# anyone use mud flaps?



## emilford (Nov 14, 2003)

Just wondering if anyone could post some pics of their car with the BMW mud flaps attached. I'm looking to add a set to my car to protect the sides from whatever the wheels kick up, but I'd like to get an idea of how it looks first. I've seen some cars with goofy looking mud flaps and that's what I'd like avoid.

Thanks.


----------



## KC Ron Carter (Nov 19, 2003)

*Both my e21 and e30 for lots of years, just front*

I never put them on the e24.

You may notice I like two door grey BMWs.










Maybe Santa will bring me set for my tow mule?



















Later


----------



## emilford (Nov 14, 2003)

> To be honest though, I think they look worse in these pictures than in person. The only time I think they are ugly and cheap looking is when I stare at them trying to figure out whether they are ugly and cheap looking.

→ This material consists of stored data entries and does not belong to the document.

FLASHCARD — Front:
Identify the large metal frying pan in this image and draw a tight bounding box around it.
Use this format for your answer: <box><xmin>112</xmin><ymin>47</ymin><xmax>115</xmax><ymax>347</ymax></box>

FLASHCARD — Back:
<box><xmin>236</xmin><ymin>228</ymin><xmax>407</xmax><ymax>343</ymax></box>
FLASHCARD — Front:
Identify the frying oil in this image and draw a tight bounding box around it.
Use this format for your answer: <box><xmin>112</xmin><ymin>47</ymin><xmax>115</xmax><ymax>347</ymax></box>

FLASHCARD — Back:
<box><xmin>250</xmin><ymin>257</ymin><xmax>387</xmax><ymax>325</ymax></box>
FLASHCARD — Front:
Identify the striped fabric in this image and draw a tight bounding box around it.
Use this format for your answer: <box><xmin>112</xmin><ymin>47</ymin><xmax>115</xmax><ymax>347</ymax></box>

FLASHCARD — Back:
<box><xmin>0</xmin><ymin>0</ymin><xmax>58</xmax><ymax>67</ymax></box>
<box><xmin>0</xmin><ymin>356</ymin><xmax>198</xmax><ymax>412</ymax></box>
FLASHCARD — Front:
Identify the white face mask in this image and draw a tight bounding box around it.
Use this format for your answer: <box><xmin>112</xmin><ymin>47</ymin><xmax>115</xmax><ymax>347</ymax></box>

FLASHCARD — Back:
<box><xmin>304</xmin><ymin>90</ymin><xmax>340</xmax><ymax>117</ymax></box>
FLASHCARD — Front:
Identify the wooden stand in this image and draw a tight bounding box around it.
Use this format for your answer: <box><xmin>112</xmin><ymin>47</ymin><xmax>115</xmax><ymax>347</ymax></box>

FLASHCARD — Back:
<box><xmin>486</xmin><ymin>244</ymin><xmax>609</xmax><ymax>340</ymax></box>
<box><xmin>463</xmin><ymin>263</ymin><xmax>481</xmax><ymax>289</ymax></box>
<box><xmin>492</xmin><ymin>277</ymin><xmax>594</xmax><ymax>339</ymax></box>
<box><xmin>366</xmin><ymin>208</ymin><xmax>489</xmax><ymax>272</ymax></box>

So did you decide to keep the flaps on? I don't much like the way they look, but then again, they do protect the car. I'll see if I can find someone locally who has them installed so I can seem them in person. Thanks.


----------



## Ben Liaw (Nov 24, 2003)

I had front and rear mudflaps on my wife's 99 328i for a few months. How bad could they be, since they were factory parts?

The fit was pretty good, except they really did look pretty ghetto. I'm convinced that mudflaps are for people who are too lazy to wash their cars on a regular basis.

The worst part about them is when I finally took them off, they each had about 5 lbs. of DIRT stored in them. The flaps are actually more of a "pocket" in construction...perfect for STORING dirt (no, you can't get it out unless you take them off).

Needless to say, when I took them off, they went in the dumpster.


----------



## Kaz (Dec 21, 2001)

Oh yeah, the rears collect a lot of dirt. I've enlarged the holes which helps a bit. I've debated taking them off since they really don't help with wide, high-performance rubber in really wet conditions anyhow, but it adds to the anti-cop factor of my car.


----------



## emilford (Nov 14, 2003)

Kaz said:


> Oh yeah, the rears collect a lot of dirt. I've enlarged the holes which helps a bit. I've debated taking them off since they really don't help with wide, high-performance rubber in really wet conditions anyhow, but it adds to the anti-cop factor of my car.


Okay, scratch the mud flap idea. They just don't seem to be the route I'd like to take. Plus, I'll certainly wash my car regularly...once the weather warms up a bit. Thanks.


----------